How productively does each country deploy its workforce across agriculture, industry, and services? Each country uses its most recent available data. A lower gap means the sector punches closer to its weight.
What this measures
The Sector Efficiency Index compares what share of GDP a sector generates against what share of the workforce it employs. A perfectly efficient sector — one where workers are as productive as those in the rest of the economy — would have a gap of 1.0×. A gap of 8× means that every worker in that sector generates, on average, one-eighth the output of a worker in the rest of the economy.
Formula Gap = [(100 − Sector GDP%) / Sector GDP%] × [Sector Emp% / (100 − Sector Emp%)]
This is the ratio of non-sector productivity per worker to sector productivity per worker. It simplifies to: Gap = (Non-sector GDP share / Sector GDP share) × (Sector Emp share / Non-sector Emp share)
A gap below 1.0 means the sector is more productive per worker than the rest of the economy. A gap of 1.0 means perfectly equal productivity. A gap above 1.0 means the sector is less productive per worker than the rest of the economy.
Example — Georgia (Agriculture, 2022)
Agriculture GDP share: 6.6% — Agriculture employment share: 36.9%
Gap = (93.4 / 6.6) × (36.9 / 63.1) = 14.15 × 0.585 = 8.3×
Interpretation: the non-agricultural economy is 8.3× more productive per worker than Georgia's agricultural sector.
Sectors Agriculture includes agriculture, forestry, and fishing (World Bank indicator NV.AGR.TOTL.ZS for GDP; SL.AGR.EMPL.ZS for employment). Industry includes manufacturing, mining, construction, and utilities (NV.IND.TOTL.ZS; SL.IND.EMPL.ZS). Services includes all service activities (NV.SRV.TOTL.ZS; SL.SRV.EMPL.ZS).
Year selection
Each country uses its most recent year for which both GDP share and employment share data are available (typically 2022 or 2023, occasionally earlier). This keeps the index as current as possible — a country with 2023 data is not held back to match a country whose latest data is 2020. The data year used for each country is shown in the Year column of the table. Countries with fewer than 1% GDP share or fewer than 1% employment share in a sector are excluded from that sector's ranking to avoid division instability.
Interpretation note
A low efficiency gap does not mean a sector is thriving — it means it is proportional. A country where agriculture employs 5% of workers and produces 5% of GDP scores gap = 1.0×, whether it is wealthy or poor. The index measures internal structural balance, not absolute productivity or development level. Regional aggregates and non-country entities are excluded.

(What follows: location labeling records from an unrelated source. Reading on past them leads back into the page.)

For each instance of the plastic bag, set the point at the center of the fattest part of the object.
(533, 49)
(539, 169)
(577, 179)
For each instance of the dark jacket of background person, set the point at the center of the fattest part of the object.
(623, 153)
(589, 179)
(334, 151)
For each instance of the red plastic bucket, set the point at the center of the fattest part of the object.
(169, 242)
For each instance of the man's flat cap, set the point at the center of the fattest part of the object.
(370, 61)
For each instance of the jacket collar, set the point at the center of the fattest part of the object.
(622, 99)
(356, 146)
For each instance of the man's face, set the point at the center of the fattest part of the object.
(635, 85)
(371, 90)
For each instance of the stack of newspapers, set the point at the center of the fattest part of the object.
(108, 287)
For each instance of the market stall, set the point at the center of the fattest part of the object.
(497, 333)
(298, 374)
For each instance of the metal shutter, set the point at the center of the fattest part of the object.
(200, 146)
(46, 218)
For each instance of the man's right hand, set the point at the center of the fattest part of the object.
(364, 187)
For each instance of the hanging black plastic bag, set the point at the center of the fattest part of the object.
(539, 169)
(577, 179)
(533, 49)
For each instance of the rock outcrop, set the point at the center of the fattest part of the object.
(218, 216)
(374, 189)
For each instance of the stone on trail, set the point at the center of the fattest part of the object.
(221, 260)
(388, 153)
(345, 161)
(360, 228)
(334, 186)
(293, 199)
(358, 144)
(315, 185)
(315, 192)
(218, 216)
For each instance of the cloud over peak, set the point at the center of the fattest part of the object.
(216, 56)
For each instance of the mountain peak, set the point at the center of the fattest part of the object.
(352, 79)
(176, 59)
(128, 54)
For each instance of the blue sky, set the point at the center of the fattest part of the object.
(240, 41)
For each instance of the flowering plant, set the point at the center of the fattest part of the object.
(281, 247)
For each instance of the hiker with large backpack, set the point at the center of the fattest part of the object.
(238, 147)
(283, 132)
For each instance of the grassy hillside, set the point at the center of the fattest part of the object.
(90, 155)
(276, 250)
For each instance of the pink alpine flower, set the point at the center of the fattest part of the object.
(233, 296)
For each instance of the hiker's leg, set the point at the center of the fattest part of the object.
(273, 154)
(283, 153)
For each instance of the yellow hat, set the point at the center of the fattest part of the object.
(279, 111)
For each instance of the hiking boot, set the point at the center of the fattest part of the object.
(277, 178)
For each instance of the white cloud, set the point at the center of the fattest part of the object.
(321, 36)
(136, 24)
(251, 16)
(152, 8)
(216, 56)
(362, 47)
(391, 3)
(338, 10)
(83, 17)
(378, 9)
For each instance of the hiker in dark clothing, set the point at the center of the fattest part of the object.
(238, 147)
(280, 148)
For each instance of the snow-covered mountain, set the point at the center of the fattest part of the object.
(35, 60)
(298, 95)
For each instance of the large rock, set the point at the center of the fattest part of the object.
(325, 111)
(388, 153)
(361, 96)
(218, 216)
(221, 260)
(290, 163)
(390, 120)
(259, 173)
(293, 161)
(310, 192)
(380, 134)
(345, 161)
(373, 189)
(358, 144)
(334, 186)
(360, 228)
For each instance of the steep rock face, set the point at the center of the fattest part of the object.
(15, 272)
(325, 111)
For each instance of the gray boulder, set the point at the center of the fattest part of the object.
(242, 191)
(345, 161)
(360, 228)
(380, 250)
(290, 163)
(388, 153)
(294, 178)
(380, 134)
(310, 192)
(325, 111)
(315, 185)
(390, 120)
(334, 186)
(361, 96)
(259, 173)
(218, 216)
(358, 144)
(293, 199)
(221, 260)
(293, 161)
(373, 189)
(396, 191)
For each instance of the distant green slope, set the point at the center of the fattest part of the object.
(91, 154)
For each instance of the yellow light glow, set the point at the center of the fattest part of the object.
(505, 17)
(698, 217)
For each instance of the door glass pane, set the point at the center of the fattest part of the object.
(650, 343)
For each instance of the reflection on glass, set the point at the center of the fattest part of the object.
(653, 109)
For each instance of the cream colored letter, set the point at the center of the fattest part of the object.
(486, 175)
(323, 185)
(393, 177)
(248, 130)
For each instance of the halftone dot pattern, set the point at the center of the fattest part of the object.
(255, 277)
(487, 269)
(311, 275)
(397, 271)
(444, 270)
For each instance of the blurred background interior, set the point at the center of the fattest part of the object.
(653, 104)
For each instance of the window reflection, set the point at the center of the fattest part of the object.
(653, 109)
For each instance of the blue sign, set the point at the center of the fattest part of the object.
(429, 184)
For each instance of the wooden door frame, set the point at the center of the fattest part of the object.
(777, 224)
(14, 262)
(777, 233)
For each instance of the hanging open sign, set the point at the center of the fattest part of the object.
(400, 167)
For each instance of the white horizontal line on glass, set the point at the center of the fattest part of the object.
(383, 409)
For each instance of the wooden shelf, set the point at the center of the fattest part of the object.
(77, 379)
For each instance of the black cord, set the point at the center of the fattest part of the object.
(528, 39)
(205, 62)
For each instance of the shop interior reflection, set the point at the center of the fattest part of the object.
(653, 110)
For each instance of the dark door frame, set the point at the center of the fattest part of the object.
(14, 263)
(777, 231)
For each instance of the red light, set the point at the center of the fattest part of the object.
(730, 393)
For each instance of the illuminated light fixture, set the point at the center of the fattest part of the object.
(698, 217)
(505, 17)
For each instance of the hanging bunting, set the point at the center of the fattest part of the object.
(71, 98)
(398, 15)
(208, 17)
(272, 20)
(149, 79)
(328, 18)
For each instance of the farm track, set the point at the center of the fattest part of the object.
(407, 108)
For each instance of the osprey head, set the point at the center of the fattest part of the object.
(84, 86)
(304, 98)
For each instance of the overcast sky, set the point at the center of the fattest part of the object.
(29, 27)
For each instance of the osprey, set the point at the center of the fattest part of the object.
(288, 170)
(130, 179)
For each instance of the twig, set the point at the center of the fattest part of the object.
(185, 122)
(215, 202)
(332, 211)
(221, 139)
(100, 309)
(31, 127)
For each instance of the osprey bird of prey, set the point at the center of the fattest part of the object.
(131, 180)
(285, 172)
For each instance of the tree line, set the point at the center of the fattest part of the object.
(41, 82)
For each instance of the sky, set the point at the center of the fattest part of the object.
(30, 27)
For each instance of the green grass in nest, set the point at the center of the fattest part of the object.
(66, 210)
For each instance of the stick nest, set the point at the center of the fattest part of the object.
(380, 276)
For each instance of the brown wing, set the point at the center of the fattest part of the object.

Why agriculture is the primary lens
This index is most analytically powerful when applied to agriculture. Farm work is physically gruelling, poorly paid, and offers little security — workers do not choose it for its appeal. When a large share of a country's workforce remains in agriculture despite the sector generating a small fraction of national output, it signals a genuine structural trap: people who cannot find more productive opportunities elsewhere. A high agricultural efficiency gap is therefore a clean indicator of underdevelopment, labour misallocation, and unrealised economic potential.
Services tell a different story. A country where the service sector employs more people than its GDP share alone would justify is not necessarily inefficient — it may simply reflect that service work is desirable. Office jobs, public sector roles, retail, healthcare, and education offer stable hours, lower physical risk, and often higher social status. Workers actively seek these positions out. An oversized service workforce can indicate a labour market where people have real choices and choose comfort and security over raw productivity — which is a mark of development, not dysfunction. The efficiency gap for services should therefore be read with more nuance: it measures structural composition, not a straightforward verdict on waste or misallocation.
Sources
GDP shares: World Bank World Development Indicators, indicators NV.AGR.TOTL.ZS, NV.IND.TOTL.ZS, NV.SRV.TOTL.ZS.
Employment shares: World Bank WDI, indicators SL.AGR.EMPL.ZS, SL.IND.EMPL.ZS, SL.SRV.EMPL.ZS (ILO modeled estimates).
All data is stored locally — no live API calls at runtime.